FCC Open Internet Order Ignites Association Passion
The commission's long-expected net neutrality ruling that reclassifies internet service as a public utility drew strong reactions from a variety of associations—and a unique response from Verizon. Long story short? This isn't over yet.
Morse code. Lines and lines of Morse code. That was how Verizon reacted to the the Federal Communications Commission’s (FCC) stringent net neutrality ruling on Thursday.
(Verizon has a major horse in this debate, having been the lead plaintiff in a lawsuit that directly led to the FCC’s ruling.)
To put it lightly, emotions were high when it came to the open-internet debate. It may be one of the biggest regulatory stories in years, with groups as diverse as the NAACP and the National Association of Realtors speaking up about the issue at various points in the past few months.
But the FCC’s move to regulate the internet access as a public utility under Title II of the Communications Act of 1934 is a big shift from where the conversation was less than a year ago, as well as a big conversation starter.
The reason? The reclassification, which treats cable companies like phone service or electricity, is meant to ensure that internet providers can’t take advantage of their market power to control access to independent websites like Netflix or Tumblr.
“We heard from public-interest groups and public-policy think tanks. We heard from Members of Congress, and, yes, the President. Most important, we heard from nearly 4 million Americans who overwhelmingly spoke up in favor of preserving a free and open Internet,” FCC Commissioner Tom Wheeler said in a statement. “We listened. We learned. And we adjusted our approach based on the public record. In the process, we saw a graphic example of why open and unfettered communications are essential to freedom of expression in the 21st century.”
On Thursday, the FCC’s work drew nearly as much conversation as a certain dress and a pair of runaway llamas. Considering the obvious importance of those stories, it’s surprising that net neutrality had the response it did.

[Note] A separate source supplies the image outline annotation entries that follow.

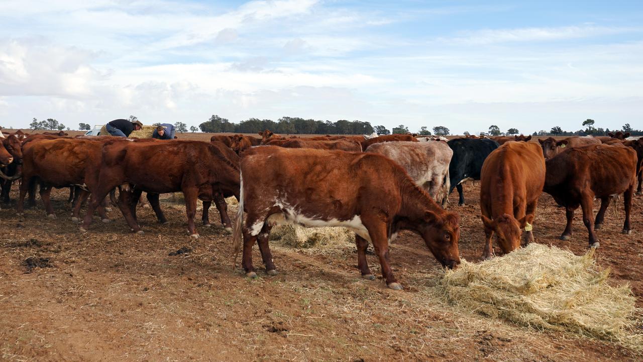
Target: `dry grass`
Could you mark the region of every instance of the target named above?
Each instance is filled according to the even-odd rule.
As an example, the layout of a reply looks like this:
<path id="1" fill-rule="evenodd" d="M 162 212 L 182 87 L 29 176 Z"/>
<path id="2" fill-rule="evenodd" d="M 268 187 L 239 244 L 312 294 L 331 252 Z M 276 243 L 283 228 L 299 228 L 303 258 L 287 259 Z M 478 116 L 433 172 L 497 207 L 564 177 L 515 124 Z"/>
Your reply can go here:
<path id="1" fill-rule="evenodd" d="M 502 258 L 463 262 L 439 288 L 465 309 L 541 330 L 567 330 L 643 348 L 636 298 L 628 285 L 608 283 L 594 250 L 583 256 L 532 243 Z"/>

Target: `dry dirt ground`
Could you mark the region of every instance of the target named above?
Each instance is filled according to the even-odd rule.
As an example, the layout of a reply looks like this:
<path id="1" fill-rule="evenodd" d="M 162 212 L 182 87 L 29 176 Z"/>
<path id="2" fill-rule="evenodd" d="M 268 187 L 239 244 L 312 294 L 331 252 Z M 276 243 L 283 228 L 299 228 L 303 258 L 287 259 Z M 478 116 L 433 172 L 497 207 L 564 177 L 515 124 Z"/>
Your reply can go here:
<path id="1" fill-rule="evenodd" d="M 484 240 L 479 191 L 472 183 L 465 190 L 468 204 L 457 206 L 454 193 L 449 208 L 461 216 L 462 256 L 477 260 Z M 140 209 L 144 235 L 129 233 L 116 208 L 111 224 L 96 218 L 82 233 L 70 220 L 67 191 L 52 195 L 57 220 L 44 218 L 39 200 L 22 220 L 15 201 L 0 211 L 2 360 L 640 360 L 610 343 L 449 305 L 435 287 L 437 263 L 408 233 L 391 246 L 401 292 L 361 279 L 350 243 L 298 250 L 272 242 L 280 274 L 260 271 L 251 280 L 232 268 L 231 238 L 218 222 L 199 227 L 199 240 L 187 236 L 180 204 L 164 202 L 165 225 Z M 597 254 L 615 282 L 629 282 L 640 295 L 643 197 L 634 205 L 633 234 L 619 233 L 622 222 L 609 212 Z M 582 254 L 581 221 L 572 240 L 557 238 L 564 214 L 543 195 L 537 241 Z M 170 255 L 183 247 L 188 252 Z M 368 258 L 379 276 L 376 257 Z M 258 266 L 256 247 L 255 260 Z"/>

Seriously though, read on for some notable association and advocacy group responses to the FCC’s Open Internet Order.
The Electronic Frontier Foundation (EFF) applauded the order by the FCC and gave equal credit to the people whose feedback helped inform the FCC decision. “So congratulations, Team Internet. We put the FCC on the right path at last,” the group stated in a blog post. It added a warning, however: “But now we face the really hard part: making sure the FCC doesn’t abuse its authority.”
The Internet Association was similarly happy with the vote, but said it wanted more details before fully committing to the results. “The Internet Association remains outcome-oriented, and it looks forward to seeing the full text of the order to ensure that the end user experience and the free and open Internet is fully protected by the FCC’s action,” IA President and CEO Michael Beckerman said. “Today will not be the end of the discussion.”
Engine, a trade group focused on tech startups, loudly proclaimed on its website that “We won the internet back.” The group, claiming victory on the issue, says that it plans to “continue to harness the incredible energy of our startup community to combat future threats to an open Internet, and to ensure all startups can access the tools they need to thrive.”
The National Cable & Telecommunications Association’s President and CEO Michael Powell said that the order went far beyond what it needed to to achieve its goal. “The FCC has taken the overwhelming support for an open Internet and pried open the door to heavy-handed government regulation in a space celebrated for its free enterprise,” he stated.
The American Cable Association, which represents smaller cable providers, threatened court action over the Title II move, which it claims unnecessarily affects its members, which generally support open internet access. “ACA is disappointed with the overall action, but it is most distressed that the FCC acted contrary to the facts,” ACA President and CEO Matthew Polka stated.
CTIA: The Wireless Association, which represents mobile providers, similarly threatened legal action over the order’s extension to mobile broadband service. “The agency’s action runs counter to an express congressional directive prohibiting the agency from treating mobile broadband like a utility service, making today’s decision not only unwise, but unlawful,” the group’s Meredith Attwell Baker stated.